Comment by haberman
11 years ago
> Those things are already GAs, just ones more familiar with programmers today.
Ask yourself this: could you efficiently implement Taos abstractions on top of POSIX? (probably yes) Could you efficiently implement POSIX abstractions on top of Taos? (probably no) That is the difference between a Grand Abstraction and a Boring Abstraction.
> Change the way you think about code, and change the world.
I agree that Grand Abstractions can be powerful.
> And it starts with the application environment, often called the OS.
Sure, just leave the GAs out of the kernel. It doesn't mean you can't have them. Just put them in user-space. Then GAs can operate in a competitive market where you use them because you want to, not because you have to.
intent was actually largely Posix compliant, towards the end. As it ran in a flat address space, we never managed to implement fork(), but I believe someone was working on exploiting the Java garbage collector to search for all pointers belonging to the process and rewriting them so as to allow copying the process somewhere else in memory... or something. Possibly the company folding was a mercy.

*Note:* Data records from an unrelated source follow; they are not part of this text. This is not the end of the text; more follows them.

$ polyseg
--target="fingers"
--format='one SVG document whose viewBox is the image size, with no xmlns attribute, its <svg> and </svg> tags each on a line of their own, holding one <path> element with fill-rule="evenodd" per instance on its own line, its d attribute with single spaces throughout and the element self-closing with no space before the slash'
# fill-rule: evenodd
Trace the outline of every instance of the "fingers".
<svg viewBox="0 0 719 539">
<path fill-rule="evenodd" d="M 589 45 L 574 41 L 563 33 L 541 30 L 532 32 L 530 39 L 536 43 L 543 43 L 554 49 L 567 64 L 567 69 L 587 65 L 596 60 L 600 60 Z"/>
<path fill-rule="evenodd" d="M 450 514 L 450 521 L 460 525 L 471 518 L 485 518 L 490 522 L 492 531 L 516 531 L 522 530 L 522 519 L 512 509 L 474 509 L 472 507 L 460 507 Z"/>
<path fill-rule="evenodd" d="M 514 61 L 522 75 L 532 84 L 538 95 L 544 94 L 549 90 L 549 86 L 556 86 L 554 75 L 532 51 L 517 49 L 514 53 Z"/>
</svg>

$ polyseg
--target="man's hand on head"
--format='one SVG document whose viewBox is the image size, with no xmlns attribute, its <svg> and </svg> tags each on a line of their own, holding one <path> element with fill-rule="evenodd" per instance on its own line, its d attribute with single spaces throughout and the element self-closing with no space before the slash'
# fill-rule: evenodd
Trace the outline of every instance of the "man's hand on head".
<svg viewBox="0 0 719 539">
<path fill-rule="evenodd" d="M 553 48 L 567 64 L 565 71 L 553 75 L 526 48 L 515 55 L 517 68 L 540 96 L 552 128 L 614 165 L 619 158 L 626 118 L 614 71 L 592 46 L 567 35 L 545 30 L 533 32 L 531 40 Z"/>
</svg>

You could imagine an OS with no threads. E.g. dataflow, or message-processors working queues, or something else. Perhaps instead of processes we'd use just virtual machines. Maybe instead of managing memory, we manage only data abstractions e.g. capabilities. There are strong reasons to want safety and security guarantees around the lifetimes of those things.
All of those should properly be managed by a kernel, yes?
> You could imagine an OS with no threads. E.g. dataflow, or message-processors working queues, or something else.
Sort of like Erlang? Which can run on POSIX.
> Perhaps instead of processes we'd use just virtual machines.
Sort of like the JVM, or Docker, or VirtualBox, or any number of VM technologies that run on POSIX?
> There are strong reasons to want safety and security guarantees around the lifetimes of those things.
Why do any of these things need to live in the kernel to give safety/security guarantees? If anything, code that runs in the kernel is more vulnerable, not less.
btw. I don't think POSIX is the be-all end-all or anything. But if I imagine something better than POSIX, its abstractions are even less opinionated than POSIX, not more.
Getting rid of POSIX is the only way of achieving safer OSes. POSIX is nothing more than the C runtime vs what other languages with richer runtimes offer. They standards body just decided to split the runtime between ANSI and Open Group.
I only care about OS POSIX support every time I have to go down to C or C++. Otherwise the OS can have whatever abstraction model it feels like.
Putting things in a kernel control failure modes, security, performance at the cost of rigid APIs. So I understand wanting to avoid committing to a kernel. But its harder to make strong guarantees without.